Nel 1972, anno della normalizzazione delle relazioni tra Cina e Giappone, l'allora primo ministro cinese Chu En-lai, durante il banchetto in onore del primo ministro giapponese Kakuei Tanaka, a Pechino, disse: "seguendo gli insegnamenti del presidente Mao Tse-tung il popolo cinese ha fatto una chiara distinzione tra il gruppo degli elementi militaristi e la maggioranza del popolo giapponese"; criminali i primi, vittima il secondo. Sulla base di questo principio, da allora, è stato possibile creare relazioni positive tra le due potenze asiatiche. Grazie a questa distinzione al Giappone non è stato richiesto di pagare riparazioni di guerra.
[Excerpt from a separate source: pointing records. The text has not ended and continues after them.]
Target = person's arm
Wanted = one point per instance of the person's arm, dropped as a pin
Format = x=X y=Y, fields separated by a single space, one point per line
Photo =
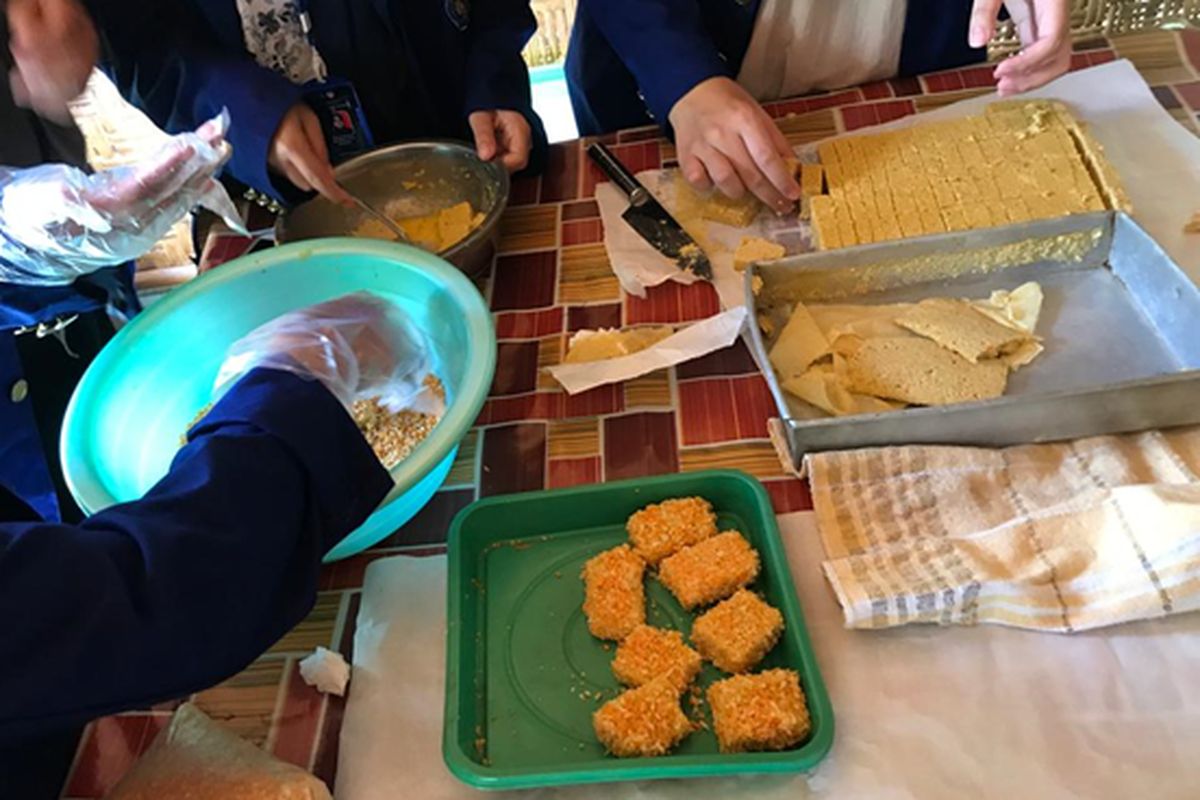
x=663 y=43
x=171 y=594
x=165 y=60
x=498 y=103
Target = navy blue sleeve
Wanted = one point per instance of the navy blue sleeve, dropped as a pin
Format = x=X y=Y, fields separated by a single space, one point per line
x=166 y=61
x=173 y=593
x=663 y=43
x=497 y=77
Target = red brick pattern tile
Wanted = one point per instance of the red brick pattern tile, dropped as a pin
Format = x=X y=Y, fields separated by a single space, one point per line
x=295 y=734
x=672 y=302
x=724 y=409
x=582 y=232
x=514 y=458
x=636 y=157
x=640 y=444
x=581 y=210
x=733 y=360
x=529 y=324
x=574 y=471
x=525 y=281
x=109 y=747
x=593 y=317
x=525 y=191
x=516 y=368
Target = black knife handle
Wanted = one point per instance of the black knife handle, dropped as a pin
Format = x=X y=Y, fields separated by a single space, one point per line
x=613 y=168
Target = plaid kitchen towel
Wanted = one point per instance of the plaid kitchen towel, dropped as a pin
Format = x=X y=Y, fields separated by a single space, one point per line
x=1054 y=537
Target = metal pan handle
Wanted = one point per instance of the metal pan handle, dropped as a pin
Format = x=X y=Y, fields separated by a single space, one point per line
x=613 y=168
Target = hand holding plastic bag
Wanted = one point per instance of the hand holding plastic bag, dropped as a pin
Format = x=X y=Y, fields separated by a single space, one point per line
x=359 y=346
x=58 y=222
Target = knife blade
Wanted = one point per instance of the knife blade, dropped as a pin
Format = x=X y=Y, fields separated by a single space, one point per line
x=652 y=222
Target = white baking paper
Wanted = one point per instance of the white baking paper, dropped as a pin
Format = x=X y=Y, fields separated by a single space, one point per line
x=699 y=338
x=921 y=711
x=1157 y=158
Accettare la distinzione cinese implica il riconoscimento della natura aggressiva dell'invasione giapponese. "Per quanto riguarda la relazione con la Cina, è chiaro che quella guerra è stata una guerra di aggressione", ha riconosciuto Tanigaki in un recente dibattito. Il giudizio è stato condiviso da Aso, con qualche sfumatura. Tutt'altro il registro usato da Abe. "Lascio il giudizio storico agli storici", ha detto, aggiungendo che quando le nazioni normalizzano le relazioni, "tutto dipende dal contenuto dei documenti che sono stati firmati", dove non si allude specificatamente alla dottrina della separazione. L'ambasciatore cinese a Tokyo, Wang Yi, ha subito reagito affermando che il riconoscimento della responsabilità da parte dei "criminali classe A" segna il punto di partenza della normalizzazione tra le due nazioni. La Cina non si oppone alla visita allo Yasukuni in sé, ma al fatto che in esso sono venerati anche i responsabili di quella guerra.

Nel 1995, quarantesimo anniversario della fine della guerra, il governo giapponese, allora presieduto al socialista Maruyama, ma formato in gran parte da ministri LDP, ha presentato alla Dieta (parlamento) una dichiarazione sulle responsabilità della guerra,che afferma: "Durante un determinato periodo di un passato non distante, il Giappone, seguendo una politica nazionale sbagliata, è proceduto lungo una via (che ha portato) alla guerra, unicamente per intrappolare il popolo giapponese in una crisi fatale e, attraverso il dominio coloniale e aggressione, ha inferto tremendi danni e sofferenze a molte nazioni, particolarmente a quelle dell'Asia". Alla dichiarazione Maruyama hanno in seguito fatto esplicito riferimento tutti i premier, Koizumi compreso.

È tuttavia significativo il fatto che l'allora parlamentare Abe non si è presentato alla Dieta il giorno della votazione della dichiarazione. Va però ricordato che Abe, non diversamente dai suoi due "avversari", ritiene assolutamente prioritario il miglioramento delle relazioni con Cina e Corea. Se verrà nominato primo ministro, come è virtualmente certo, l'esame delle sue reali intenzioni lo si avrà in Vietnam il prossimo novembre, quando in margine al raduno annuale dell'APEC (Asia Pacific Economic Cooperation) avrà modo di incontrarsi con il presidente cinese Hu Jintao e con quello sud-coreano Roh Moo-hyun. I funzionari del ministero degli esteri da mesi lavorano sodo perchè i due summit si realizzino e con effetti positivi.